Many things can cause chronic diarrhea and vomiting, so a veterinarian needs to be brought in to address the specific cause.
#7 Your Dog Suffered from Seizures or Dementia
A therapeutic diet formulated specifically to support your dog's neurologic health can aid a dog who is suffering from canning cognitive dysfunction (dementia) or idiopathic epilepsy (seizures).
Seizures for dogs cannot be managed through diet along, but it can decrease the frequency of seizures when used in conjunction with the right anti-seizure medication. Such a diet can also lessen how severe your dog's symptoms are, whether they suffer from seizures and/or dementia.
Things To Consider
Feeding a therapeutic diet to your dog brings up some important considerations. First and foremost, do not mix their prescription diet with other foods. Most prescription diets are specifically formulated to be their one and only source of nutrition. It has been carefully balanced with ingredients carefully selected in order to ensure optimal health.

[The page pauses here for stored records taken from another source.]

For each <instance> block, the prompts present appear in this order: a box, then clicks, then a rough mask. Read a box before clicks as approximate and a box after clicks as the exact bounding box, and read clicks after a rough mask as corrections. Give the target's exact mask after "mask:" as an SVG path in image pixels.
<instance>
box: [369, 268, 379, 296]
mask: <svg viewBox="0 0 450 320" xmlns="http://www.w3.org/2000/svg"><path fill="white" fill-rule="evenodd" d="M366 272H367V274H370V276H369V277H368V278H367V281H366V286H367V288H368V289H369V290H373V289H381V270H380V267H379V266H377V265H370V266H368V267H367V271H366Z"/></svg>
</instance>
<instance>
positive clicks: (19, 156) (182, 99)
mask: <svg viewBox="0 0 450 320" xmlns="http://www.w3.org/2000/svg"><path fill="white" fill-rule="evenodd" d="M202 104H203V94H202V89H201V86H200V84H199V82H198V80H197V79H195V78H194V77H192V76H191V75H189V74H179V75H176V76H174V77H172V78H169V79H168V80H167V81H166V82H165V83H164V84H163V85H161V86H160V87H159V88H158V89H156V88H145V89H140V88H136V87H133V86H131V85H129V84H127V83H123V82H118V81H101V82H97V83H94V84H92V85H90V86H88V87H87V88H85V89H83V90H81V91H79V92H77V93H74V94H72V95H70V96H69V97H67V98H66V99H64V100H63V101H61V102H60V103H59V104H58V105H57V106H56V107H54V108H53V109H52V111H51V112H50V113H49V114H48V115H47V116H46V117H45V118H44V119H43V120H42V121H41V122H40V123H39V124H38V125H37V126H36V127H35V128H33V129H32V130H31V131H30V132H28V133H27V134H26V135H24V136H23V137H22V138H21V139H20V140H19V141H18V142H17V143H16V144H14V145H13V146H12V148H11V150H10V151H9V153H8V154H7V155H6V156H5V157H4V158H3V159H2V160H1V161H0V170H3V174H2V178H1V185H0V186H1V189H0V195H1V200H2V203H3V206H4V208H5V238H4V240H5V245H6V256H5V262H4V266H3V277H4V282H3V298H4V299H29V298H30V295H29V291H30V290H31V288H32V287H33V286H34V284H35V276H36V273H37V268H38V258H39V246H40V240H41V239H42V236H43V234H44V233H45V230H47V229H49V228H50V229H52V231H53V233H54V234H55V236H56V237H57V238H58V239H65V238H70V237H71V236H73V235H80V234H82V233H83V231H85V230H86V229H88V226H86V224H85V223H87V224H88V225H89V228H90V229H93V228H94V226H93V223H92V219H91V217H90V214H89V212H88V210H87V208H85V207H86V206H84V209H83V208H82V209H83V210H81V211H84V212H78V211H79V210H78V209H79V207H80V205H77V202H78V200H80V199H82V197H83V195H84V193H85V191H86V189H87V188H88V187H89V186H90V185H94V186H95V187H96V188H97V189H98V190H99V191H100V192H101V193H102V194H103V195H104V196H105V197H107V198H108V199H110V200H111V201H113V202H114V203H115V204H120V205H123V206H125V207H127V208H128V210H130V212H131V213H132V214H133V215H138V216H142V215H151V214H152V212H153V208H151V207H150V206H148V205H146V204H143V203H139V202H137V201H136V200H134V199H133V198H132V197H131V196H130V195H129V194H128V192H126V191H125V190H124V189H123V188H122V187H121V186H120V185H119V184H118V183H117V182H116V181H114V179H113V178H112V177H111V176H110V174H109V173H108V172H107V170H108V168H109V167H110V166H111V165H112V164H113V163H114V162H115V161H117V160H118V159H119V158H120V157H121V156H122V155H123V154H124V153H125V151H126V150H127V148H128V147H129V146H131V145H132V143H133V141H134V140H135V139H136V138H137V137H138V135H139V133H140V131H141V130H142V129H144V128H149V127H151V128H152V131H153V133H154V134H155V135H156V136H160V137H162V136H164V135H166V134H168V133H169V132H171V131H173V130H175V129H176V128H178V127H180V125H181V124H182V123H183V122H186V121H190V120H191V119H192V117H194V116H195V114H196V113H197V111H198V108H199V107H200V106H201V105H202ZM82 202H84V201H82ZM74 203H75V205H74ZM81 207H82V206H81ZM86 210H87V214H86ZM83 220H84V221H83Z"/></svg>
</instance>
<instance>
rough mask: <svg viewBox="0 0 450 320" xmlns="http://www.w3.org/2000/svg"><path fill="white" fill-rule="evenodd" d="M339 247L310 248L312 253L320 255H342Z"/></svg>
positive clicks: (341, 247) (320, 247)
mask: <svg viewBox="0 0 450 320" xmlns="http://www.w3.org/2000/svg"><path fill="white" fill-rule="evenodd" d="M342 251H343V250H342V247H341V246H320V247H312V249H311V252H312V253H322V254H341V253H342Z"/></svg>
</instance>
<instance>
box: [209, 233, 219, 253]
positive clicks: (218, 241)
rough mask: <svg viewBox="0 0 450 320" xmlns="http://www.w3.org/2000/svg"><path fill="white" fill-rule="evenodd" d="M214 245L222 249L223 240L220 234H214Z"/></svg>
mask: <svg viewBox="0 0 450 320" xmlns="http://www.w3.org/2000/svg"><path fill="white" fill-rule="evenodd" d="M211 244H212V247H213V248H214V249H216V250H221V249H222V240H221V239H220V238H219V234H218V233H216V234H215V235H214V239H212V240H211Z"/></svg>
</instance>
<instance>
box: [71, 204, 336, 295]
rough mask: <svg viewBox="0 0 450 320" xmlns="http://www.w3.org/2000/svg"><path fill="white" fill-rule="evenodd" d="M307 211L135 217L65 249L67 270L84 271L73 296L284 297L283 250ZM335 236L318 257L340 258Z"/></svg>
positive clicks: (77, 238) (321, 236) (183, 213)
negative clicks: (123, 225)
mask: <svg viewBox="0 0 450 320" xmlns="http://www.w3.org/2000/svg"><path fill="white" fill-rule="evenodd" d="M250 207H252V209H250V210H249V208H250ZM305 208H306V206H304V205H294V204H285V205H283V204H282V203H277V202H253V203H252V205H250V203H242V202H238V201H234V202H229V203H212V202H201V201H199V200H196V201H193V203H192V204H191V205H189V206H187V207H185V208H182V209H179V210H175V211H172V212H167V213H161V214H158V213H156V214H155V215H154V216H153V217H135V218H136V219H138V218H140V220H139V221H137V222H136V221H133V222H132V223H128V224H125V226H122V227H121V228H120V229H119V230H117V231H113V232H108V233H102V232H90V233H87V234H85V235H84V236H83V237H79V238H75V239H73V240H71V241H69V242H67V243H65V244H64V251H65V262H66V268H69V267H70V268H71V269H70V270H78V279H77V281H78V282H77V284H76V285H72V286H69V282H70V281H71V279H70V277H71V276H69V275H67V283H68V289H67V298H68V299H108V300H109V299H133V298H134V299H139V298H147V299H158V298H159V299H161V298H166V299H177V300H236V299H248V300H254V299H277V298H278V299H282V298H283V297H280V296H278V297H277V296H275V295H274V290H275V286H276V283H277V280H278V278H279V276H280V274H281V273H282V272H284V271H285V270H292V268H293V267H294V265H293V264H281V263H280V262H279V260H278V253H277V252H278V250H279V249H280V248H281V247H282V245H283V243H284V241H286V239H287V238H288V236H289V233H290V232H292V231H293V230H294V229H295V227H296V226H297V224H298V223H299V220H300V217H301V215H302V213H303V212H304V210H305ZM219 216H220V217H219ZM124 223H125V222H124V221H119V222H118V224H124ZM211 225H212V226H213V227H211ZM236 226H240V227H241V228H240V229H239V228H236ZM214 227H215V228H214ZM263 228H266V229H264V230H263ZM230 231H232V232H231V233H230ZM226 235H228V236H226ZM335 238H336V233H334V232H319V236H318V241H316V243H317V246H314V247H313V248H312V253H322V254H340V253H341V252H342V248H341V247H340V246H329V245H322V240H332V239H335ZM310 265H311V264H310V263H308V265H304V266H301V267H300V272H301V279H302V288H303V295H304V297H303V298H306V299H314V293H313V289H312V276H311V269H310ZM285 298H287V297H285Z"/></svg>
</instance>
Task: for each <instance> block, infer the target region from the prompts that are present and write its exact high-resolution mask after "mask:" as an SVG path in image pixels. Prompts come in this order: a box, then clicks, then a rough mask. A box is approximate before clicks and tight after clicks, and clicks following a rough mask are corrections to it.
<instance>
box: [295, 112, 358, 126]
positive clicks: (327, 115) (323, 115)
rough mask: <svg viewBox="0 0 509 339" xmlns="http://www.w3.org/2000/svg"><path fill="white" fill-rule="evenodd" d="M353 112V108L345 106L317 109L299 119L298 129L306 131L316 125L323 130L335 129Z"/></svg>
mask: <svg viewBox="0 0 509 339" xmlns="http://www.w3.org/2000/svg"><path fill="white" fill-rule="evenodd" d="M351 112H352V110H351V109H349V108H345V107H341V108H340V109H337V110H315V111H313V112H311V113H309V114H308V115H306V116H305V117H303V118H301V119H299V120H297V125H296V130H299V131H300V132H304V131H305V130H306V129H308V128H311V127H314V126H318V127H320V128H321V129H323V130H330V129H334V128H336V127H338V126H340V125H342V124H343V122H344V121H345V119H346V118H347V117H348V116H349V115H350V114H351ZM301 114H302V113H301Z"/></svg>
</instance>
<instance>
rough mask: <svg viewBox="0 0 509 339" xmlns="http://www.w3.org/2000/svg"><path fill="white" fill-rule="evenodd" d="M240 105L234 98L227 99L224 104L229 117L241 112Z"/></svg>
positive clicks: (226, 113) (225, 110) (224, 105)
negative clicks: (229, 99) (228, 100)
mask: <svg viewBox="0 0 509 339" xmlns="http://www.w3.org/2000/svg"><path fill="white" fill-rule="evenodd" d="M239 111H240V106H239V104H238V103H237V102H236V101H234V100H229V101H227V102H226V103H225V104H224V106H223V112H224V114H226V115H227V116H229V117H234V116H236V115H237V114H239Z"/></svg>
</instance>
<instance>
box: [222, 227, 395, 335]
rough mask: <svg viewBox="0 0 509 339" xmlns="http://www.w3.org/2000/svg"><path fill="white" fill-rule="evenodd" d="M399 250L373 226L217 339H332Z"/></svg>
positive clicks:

Feeding something in addition to your dog's therapeutic diet can disrupt its positive effects. Table scraps, for instance, can drastically alter your dog's nutritional balance and tip the scale, offsetting and even ruining the effects of the therapeutic diet.
If you fear your dog won't eat a therapeutic diet because of the taste, don't worry. Most have come a long way in recent years. Companies typically even offer reimbursement if you buy their food and your pet won't eat it because of the taste.
In some cases, however, your dog's refusal to eat the food could be because of a loss of appetite due to an underlying condition. Asking your vet and combining their food with medication can alleviate the problem and help them stay healthy.